Indien 2006: Im Reich der liebenden Hände bei den Ayurveda Pionieren

Auszug aus dem Buch des Zürcher Fotojournalisten Gerd M. Müller. Das ganze Manuskript ist als E-Book-Version auf www.self-publishing.com zu finden.

VORWORT

Das Buch des Zürcher Foto-Journalisten Gerd Michael Müller nimmt Sie ab den wilden 80er Jahren mit auf eine spannende Zeitreise durch 30 Länder und 40 Jahre Zeitgeschichte mit Fokus auf politische Skandale und ökologische Vorgänge in Krisenregionen rund um den Globus. Er beleuchtet das Schicksal indigener Völker, zeigt die Zerstörung ihres Lebensraumes auf, rückt ökologische Aspekte und menschenliche Schicksale in den Vordergrund, analysiert scharfsichtig und gut informiert die politischen Transforma-tionsprozesse. Müller prangert den masslosen Konsum und die gnadenlose Ausbeutung der Ressourcen an, zeigt die fatalen Auswirkungen wirtschaftlicher Ausbeutung, gesellschaftlicher Fahrlässigkeit und politische Ignoranz auf und skizziert Ansätze zur Bewältigung des Klimawandels. Pointiert, hintergründig und erhellend erzählt Müller anhand seiner persönlichen Erlebnissen aus seiner investigativen Reise und Reportagetätigkeit für nahmhafte Medien rund 30 Länder. Ein Mix aus spannenden Polit-Thrillern, tieferen Einsichten und tollen Bekanntschaften und Begegnungen mit berühmten Persönlichkeiten. Eine etwas ab gehobene, nicht alltägliche Reiseliteratur, gespickt mit sozialkritischen und abenteuerlichen Geschichten sowie persönlichen Essays – den Highlights und der Essenz seines abenteuerlich wilden Nomaden-Lebens für die Reportage-Fotografie eben. Nach der Lektüre dieses Buchs zählen Sie zu den kulturell als auch ökologisch sowie politisch versierten GlobetrotterInnen.

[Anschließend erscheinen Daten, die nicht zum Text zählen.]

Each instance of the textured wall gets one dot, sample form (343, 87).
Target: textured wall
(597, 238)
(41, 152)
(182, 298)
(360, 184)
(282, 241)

Im Reich der liebenden Hände bei den Ayurveda Pionieren

Sri Lanka: Ayurveda-Behandlung im Paragon auf Sri LAnka mit Reisstempel-Massage. Ayurvedic massage with rice-balls stamped on the body

1996 flog ich das erste Mal nach Indien und zwar nach Kerala an die Südspitze ins Land der aufstrebenden Ayurveda-Resorts und Kliniken. Ich hatte zuvor schon auf Sri Lanka mit der ayurvedischen Medizin hautnahen Kontakt aufgenommen und eine Pancha Karma Reinigungskur gemacht und auf der Tropeninsel sieben der damals besten Ayurveda-Resorts besucht und sie miteinander verglichen. Es waren dies das «Aida» in Bentota, das «Lanka Princess» in Beruwela, «Lawrence Hill» in Hikkaduwa, das «Paragon» in Unavatuna, das «Surya Lanka» in Matara und das «Vattersgarden» in Kottegoda. Der Bericht darüber hat in diversen Wellness-Magazinen reissenden Absatz gefunden. Die ayurvedische Medizin, die ich hier kennengelernt hatte, faszinierte mich derart, dass ich beschloss nach Kerala zu reisen und dort traf ich auf die südindischen Ayurveda-Pioniere die cgh earth group, die sich mit sehr exklusiven Resorts bereits einen Namen gemacht hat.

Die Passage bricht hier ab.